Saturday, September 27, 2008
Why Voters Thought Obama Won
TPM has the internals of the CNN poll of debate-watchers, which had Obama winning overall by a margin of 51-38. The poll suggests that Obama is opening up a gap on connectedness, while closing a gap on readiness.
Specifically, by a 62-32 margin, voters thought that Obama was more in touch with the needs and problems of people like you. This is a gap that has no doubt grown because of the financial crisis of recent days. But it also grew because Obama was actually speaking to middle class voters. Per the transcript, McCain never once mentioned the phrase middle class (Obama did so three times). And Obamas eye contact was directly with the camera, i.e. the voters at home. McCain seemed to be speaking literally to the people in the room in Mississippi, but figuratively to the punditry. It is no surprise that a small majority of pundits seemed to have thought that McCain won, even when the polls indicated otherwise; the pundits were his target audience.

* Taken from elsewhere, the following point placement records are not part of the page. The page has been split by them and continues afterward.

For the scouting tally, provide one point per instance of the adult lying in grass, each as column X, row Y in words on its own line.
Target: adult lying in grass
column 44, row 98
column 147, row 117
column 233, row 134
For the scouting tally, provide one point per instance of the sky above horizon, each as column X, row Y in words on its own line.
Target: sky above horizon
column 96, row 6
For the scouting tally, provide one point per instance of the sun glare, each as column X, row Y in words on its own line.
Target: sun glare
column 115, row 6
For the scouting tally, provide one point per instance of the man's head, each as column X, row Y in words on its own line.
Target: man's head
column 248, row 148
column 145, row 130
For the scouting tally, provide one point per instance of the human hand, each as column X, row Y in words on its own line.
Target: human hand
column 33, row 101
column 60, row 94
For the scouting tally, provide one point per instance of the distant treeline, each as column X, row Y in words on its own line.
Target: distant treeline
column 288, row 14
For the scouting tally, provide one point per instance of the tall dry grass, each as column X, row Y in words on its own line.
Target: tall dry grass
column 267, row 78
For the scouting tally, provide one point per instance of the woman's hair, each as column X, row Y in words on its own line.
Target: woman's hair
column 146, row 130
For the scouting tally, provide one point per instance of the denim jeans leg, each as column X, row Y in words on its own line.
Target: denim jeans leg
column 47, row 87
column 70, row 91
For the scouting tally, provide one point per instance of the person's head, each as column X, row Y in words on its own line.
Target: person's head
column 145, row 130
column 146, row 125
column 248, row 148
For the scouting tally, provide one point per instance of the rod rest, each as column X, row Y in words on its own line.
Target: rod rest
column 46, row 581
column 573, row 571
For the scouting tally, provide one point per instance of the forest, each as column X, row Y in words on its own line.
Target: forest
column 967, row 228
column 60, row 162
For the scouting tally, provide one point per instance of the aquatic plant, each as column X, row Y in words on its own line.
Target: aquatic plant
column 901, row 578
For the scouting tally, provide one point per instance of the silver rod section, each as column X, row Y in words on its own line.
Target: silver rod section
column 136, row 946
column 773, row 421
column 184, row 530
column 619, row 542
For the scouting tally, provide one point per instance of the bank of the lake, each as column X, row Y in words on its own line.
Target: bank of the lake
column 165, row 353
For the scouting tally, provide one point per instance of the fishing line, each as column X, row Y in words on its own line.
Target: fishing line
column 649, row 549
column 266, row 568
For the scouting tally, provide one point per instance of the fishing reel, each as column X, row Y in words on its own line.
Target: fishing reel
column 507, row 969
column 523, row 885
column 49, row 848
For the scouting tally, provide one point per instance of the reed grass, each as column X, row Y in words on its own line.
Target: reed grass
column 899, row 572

Something as simple as Obama mentioning that hell cut taxes for 95 percent of working families is worth, I would guess, a point or so in the national polls. Obama had not been speaking enough about his middle class tax cut; there was some untapped potential there, and Obama may have gotten the message to sink in tonight
By contrast, I dont think McCains pressing Obama on earmarks was time well spent for him. One, it simply is not something that voters care all that much about, given the other pressures the economy faces.